National Oceanic and
Atmospheric Administration
United States Department of Commerce


FY 2009

Boundary layer aerosol chemistry during TexAQS/GoMACCS 2006: Insights into aerosol sources and transformation processes

Bates, T., P. Quinn, D. Coffman, K. Schulz, D.S. Covert, J.E. Johnson, E.J. Williams, B.M. Lerner, W.M. Angevine, S. Tucker, W.A. Brewer, and A. Stohl

J. Geophys. Res., 113, D00F01, doi: 10.1029/2008JD010023 (2008)
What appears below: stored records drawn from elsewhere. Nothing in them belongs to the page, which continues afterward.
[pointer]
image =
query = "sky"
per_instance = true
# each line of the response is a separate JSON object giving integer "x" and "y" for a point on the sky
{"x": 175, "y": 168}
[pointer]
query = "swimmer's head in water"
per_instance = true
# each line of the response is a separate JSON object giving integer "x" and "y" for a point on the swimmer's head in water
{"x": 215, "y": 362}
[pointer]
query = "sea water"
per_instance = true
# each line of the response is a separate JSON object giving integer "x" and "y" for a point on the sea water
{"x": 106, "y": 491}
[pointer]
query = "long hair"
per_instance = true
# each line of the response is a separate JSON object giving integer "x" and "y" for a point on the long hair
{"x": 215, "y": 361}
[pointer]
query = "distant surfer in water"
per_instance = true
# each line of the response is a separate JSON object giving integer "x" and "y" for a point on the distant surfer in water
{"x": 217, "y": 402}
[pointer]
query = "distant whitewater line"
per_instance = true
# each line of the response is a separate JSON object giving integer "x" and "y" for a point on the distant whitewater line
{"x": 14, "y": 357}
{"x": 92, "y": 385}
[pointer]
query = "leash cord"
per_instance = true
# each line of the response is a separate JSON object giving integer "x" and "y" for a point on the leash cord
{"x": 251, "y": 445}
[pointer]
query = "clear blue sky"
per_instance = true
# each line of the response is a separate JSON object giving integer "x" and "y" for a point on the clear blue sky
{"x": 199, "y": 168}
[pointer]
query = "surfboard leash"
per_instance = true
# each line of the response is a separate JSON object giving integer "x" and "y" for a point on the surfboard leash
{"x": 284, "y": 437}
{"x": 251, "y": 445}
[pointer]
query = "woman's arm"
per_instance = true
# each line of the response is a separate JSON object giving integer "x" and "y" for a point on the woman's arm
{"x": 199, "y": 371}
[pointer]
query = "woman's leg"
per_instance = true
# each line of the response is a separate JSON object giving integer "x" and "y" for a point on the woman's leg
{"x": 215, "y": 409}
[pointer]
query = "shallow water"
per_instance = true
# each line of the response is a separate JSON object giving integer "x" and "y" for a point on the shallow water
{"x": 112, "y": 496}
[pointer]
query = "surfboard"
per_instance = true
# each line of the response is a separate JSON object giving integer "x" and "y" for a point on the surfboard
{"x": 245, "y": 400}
The air quality and climate forcing impacts of atmospheric aerosols in a metropolitan region depend on the amount, composition, and size of the aerosol transported into the region; the input and removal of aerosols and aerosol precursors within the region; and the subsequent chemical processing in the atmosphere. These factors were studied in the Houston-Galveston-Gulf of Mexico region, aboard the NOAA R/V Ronald H. Brown during the Texas Air Quality Study and Gulf of Mexico Atmospheric Composition and Climate Study (TexAQS/GoMACCS 2006). The aerosol measured in the Gulf of Mexico during onshore flow (low radon concentrations indicating no contact with land for several days) was highly impacted by Saharan dust and what appear to be ship emissions (acidic sulfate and nitrate). Mean (median) mass concentrations of the total submicrometer and supermicrometer aerosol were 6.5 (4.6) μg m−3 and 17.2 (8.7) μg m−3, respectively. These mass loadings of “background” aerosol are much higher than typically observed in the marine atmosphere and thus have a substantial impact on the radiative energy balance over the Gulf of Mexico and particulate matter (PM) loadings (air quality) in the Houston-Galveston area. As this background aerosol moved onshore, local urban and industrial sources added an organic rich submicrometer component (66% particulate organic matter (POM), 20% sulfate, 14% elemental carbon) but no significant supermicrometer aerosol. The resulting aerosol had mean (median) mass concentrations of the total submicrometer and supermicrometer aerosol of 10.0 (9.1) μg m−3 and 16.8 (11.2) μg m−3, respectively. These air masses, with minimal processing of urban emissions contained the highest SO2/(SO2 + SO4 =) ratios and the highest hydrocarbon-like organic aerosol to total organic aerosol ratios (HOA/POM). In contrast, during periods of offshore flow, the aerosol was more processed and, therefore, much richer in oxygenated organic aerosol (OOA). Mean (median) mass concentrations of the total submicrometer and supermicrometer aerosol were 20.8 (18.6) μg m−3 and 7.4 (5.0) μg m−3, respectively. Sorting air masses based on their trajectories and time over land provides a means to examine the effects of transport and subsequent chemical processing. Understanding and parameterizing these processes is critical for the chemical transport modeling that forms the basis for air quality forecasts and radiative forcing calculations.